Single by Josh Turner

from the album Your Man
- Released: April 24, 2006
- Genre: Country; bluegrass;
- Length: 3:48
- Label: MCA Nashville
- Songwriters: Shawn Camp; John Scott Sherrill;
- Producer: Frank Rogers

Josh Turner singles chronology
| "Your Man" (2005) | "Would You Go with Me" (2006) | "Me and God" (2006) |

= Would You Go with Me =

"Would You Go with Me" is a song written by Shawn Camp and John Scott Sherrill, and recorded by American country music artist Josh Turner. It was released in April 2006 as the second single from his album Your Man. It is the first track on Your Man.

==Content==
"Would You Go with Me" is written in the key of E-flat minor with a moderately fast tempo.

==Critical reception==
It was his second number 1 country single in a row after "Your Man" peaked at the top on the Billboard Country chart in early 2006. "Would You Go with Me" spent two weeks at the top. On the Billboard Hot 100, its highest position was number 43.

Shortly after the song had peaked, Turner's performance of the song on the CMAs lead to a huge sales spike on online retailers sending the song back up the Billboard Hot 100, Hot Digital Songs, and Pop 100 charts to new peaks. In 2026, it was certified four-times Platinum by the RIAA.

===Grammy nominations===
In late 2006, the nominees for the 2007 Grammy Awards were announced. Turner received a nomination for Male Country Vocal Performance of the Year for "Would You Go with Me." He also earned a nomination for Country Album of the Year for Your Man.

==Music video==
The music video for "Would You Go with Me" was shot in an abandoned farmhouse in Watertown, Tennessee using green and blue screens. Kristin Barlowe directed the video.
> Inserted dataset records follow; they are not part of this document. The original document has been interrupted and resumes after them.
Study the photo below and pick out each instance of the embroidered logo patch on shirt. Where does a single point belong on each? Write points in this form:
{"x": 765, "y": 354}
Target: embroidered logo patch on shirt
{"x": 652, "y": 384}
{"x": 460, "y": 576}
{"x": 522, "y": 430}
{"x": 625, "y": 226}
The video follows a boy and a girl who wander into the farmhouse as children. It shows them at different stages in their lives together in different locations all within the house using CGI.

The video starts out as two children run into an empty house. Josh begins singing in the dark house while holding a lamp. The children find a jar of sand in the house and dump it out onto the floor, transforming the room into the beach. It then shows them in various outdoor locations at different ages. At the end of the video, the boy, now an old man, returns to the beach with a chest of his wife's ashes. The little girl, played by Peter Cetera's second daughter Senna, then returns and the old man transforms into the little boy again and the two run off together. Josh is shown throughout the house and outdoor settings singing. Musicians playing the mandolin, dobro, guitar and banjo are also featured in the video.

On September 28, 2006, the music video for "Would You Go with Me" took the top spot of CMT's Top 20 Countdown, where it remained for two weeks.

==Chart performance==
===Weekly charts===

| Chart (2006) | Peak position |
|---|---|
| US Billboard Hot 100 | 43 |
| US Hot Country Songs (Billboard) | 1 |

| Chart (2021) | Peak position |
|---|---|
| Sweden Heatseeker (Sverigetopplistan) | 6 |

===Year-end charts===

| Chart (2006) | Position |
|---|---|
| US Country Songs (Billboard) | 6 |

==Certifications==

| Region | Certification | Certified units/sales |
| United States (RIAA) | 4× Platinum | 4,000,000^{‡} |
^{‡} Sales+streaming figures based on certification alone.